Tony Mastroianni Review Collection

"Traveling Executioner" won't exactly slay you

Cleveland Press March 4, 1971

Not only black but bleak is this comedy about a man who travels about the countryside back in World War I days with his own special electric chair.

Stacy Keach plays the title role in "The Traveling Executioner" and while his performance often takes on a larger-the e-life quality it isn't enough to overcome the odd mixture of elements in the film.

These are basically serious or sordid and the attempt at comedy is eventually washed out in the grimness of the entire tale.

WE MEET Keach at the height of his career, successful not only because o£ his unfailing chair but because ". . . condemned men seem to trust me."

Something of a primitive psychologist he puts his victims at ease by giving them his "fields of ambrosia" speech which promises them a far better life than the one they are leaving.

Keach loses his zest for his calling when he sees his next victim, pretty Mariana Hill. "Too good to fry," is his verdict, especially after she has seduced him.
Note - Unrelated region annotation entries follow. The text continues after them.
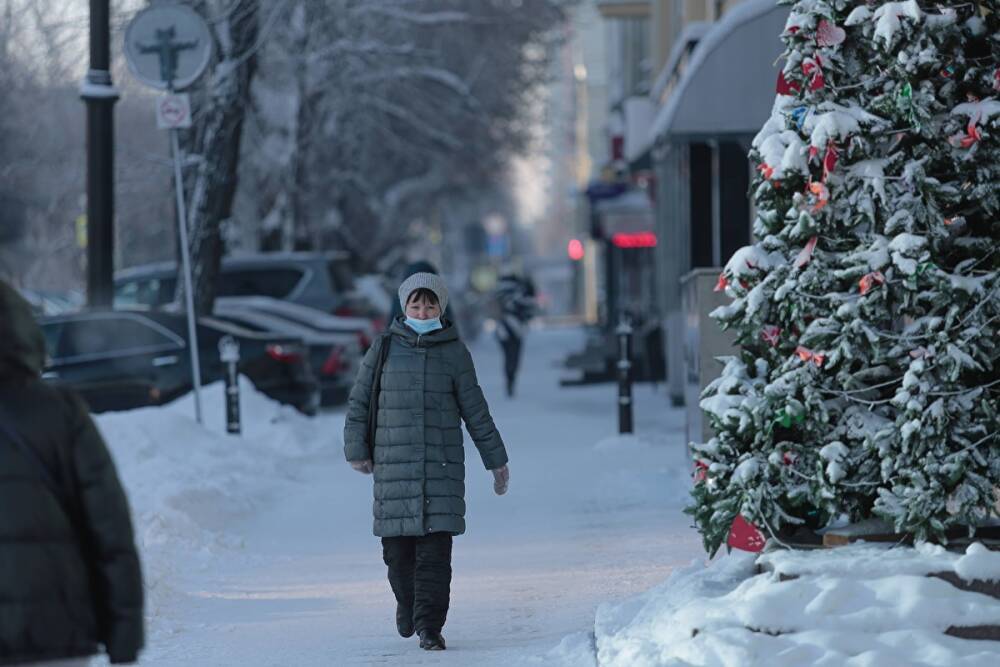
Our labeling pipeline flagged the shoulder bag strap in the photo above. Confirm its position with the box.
[368,334,392,463]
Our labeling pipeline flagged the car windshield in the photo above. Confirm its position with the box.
[115,277,177,306]
[218,268,302,299]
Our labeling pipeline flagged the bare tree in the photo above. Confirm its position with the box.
[247,0,563,266]
[177,0,260,313]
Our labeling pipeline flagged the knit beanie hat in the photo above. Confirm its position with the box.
[399,273,448,313]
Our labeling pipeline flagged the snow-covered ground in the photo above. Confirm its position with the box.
[584,544,1000,667]
[98,329,703,666]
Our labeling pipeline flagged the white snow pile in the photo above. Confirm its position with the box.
[564,543,1000,667]
[95,377,342,615]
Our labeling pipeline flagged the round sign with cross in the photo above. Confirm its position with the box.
[125,4,212,90]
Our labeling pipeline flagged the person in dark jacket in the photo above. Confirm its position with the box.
[496,273,535,396]
[344,273,510,650]
[0,281,143,665]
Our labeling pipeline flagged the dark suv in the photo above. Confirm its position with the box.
[39,311,319,414]
[115,252,354,313]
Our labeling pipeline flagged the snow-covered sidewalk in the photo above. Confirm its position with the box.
[584,544,1000,667]
[98,329,703,665]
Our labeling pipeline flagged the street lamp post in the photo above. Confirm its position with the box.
[80,0,118,306]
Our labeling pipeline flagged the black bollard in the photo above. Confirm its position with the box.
[616,315,632,433]
[219,336,241,435]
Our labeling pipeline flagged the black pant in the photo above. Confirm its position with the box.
[382,533,451,632]
[500,333,521,396]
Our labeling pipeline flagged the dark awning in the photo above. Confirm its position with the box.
[650,0,789,143]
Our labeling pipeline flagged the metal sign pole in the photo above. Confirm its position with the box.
[124,3,212,424]
[170,128,202,424]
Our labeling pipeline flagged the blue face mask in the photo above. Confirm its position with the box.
[406,317,443,336]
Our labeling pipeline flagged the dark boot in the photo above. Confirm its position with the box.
[413,533,452,633]
[396,602,413,637]
[420,630,447,651]
[382,537,417,637]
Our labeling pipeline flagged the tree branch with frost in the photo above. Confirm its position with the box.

IT'S DISASTER all the way as his schemes to save her run afoul and eventually he ends up in his own chair.

There is a curious attempt at folksiness in the telling of this tale although hardly anyone in it is just plain folks.

Juxtaposed against this odd slice of Americana are the moviemaker's attempts to deal with heavier topics - prison brutality, capital punishment, the callousness to suffering that is evoked in the carnival atmosphere that surrounds the executions, a general corruption.

In the end the picture simply collapses from the weight of its own excesses.